Building/Compiling FreeNAS with OFED/iSER support

republicus

Cadet
Joined
Sep 4, 2019
Messages
1
I have researched this topic as broadly as possible so I could learn how to make infiniband behave in FreeNAS as well as in hoping not to bother anyone else for support.
Unfortunately my research has left me more unsure than when I began. I can't even be sure my efforts will be fruitful if realized in my proceeding request.

I currently have ipoib working out of the box using the included mlx4 and ipoib modules for my 40Gbe Infiniband network card. I wish, though, to use ISCSI (iSER) and NFS over RDMA.

It appears iSER can be compiled into the kernel of FreeBSD (https://man.openbsd.org/FreeBSD-11.1/iser.4) or loaded as a module.
Since iSER appears not to be compiled into the FreeNAS kernel or as a module I wish to try to build FreeNAS with it, or with the OFED stack (https://wiki.freebsd.org/InfiniBand) which should also include iSER/RDMA support.
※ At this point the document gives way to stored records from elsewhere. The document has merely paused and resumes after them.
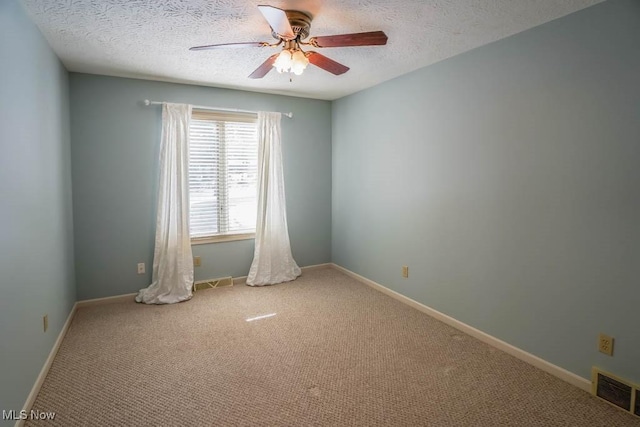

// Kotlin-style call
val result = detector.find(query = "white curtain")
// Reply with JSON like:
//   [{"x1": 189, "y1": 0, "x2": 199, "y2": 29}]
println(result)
[
  {"x1": 247, "y1": 111, "x2": 300, "y2": 286},
  {"x1": 136, "y1": 103, "x2": 193, "y2": 304}
]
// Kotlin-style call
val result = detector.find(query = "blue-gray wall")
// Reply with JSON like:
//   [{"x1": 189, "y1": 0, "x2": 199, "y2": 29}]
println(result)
[
  {"x1": 70, "y1": 73, "x2": 331, "y2": 300},
  {"x1": 332, "y1": 0, "x2": 640, "y2": 382},
  {"x1": 0, "y1": 0, "x2": 76, "y2": 426}
]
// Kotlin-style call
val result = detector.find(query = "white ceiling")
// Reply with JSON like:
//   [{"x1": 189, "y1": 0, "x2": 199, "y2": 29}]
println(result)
[{"x1": 22, "y1": 0, "x2": 602, "y2": 100}]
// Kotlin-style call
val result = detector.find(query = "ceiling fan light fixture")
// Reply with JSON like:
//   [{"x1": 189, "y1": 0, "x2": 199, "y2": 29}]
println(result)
[
  {"x1": 291, "y1": 50, "x2": 309, "y2": 76},
  {"x1": 273, "y1": 49, "x2": 293, "y2": 73}
]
I found instructions to build FreeNAS (https://github.com/freenas/build) which does not exactly align with the instructions for compiling the kernel with the earlier mentioned support.

I'm new to building FreeBSD/FreeNAS, so I suppose I am requesting best practices for building FreeNAS with iSER/OFED.

Might I first build FreeBSD with the compiled kernel modifications then proceed to build FreeNAS as detailed above?
Can the same steps be made to include additional packages (which may be moot as they may be included when OFED is compiled) such as ibstat and other infiniband diags/tools?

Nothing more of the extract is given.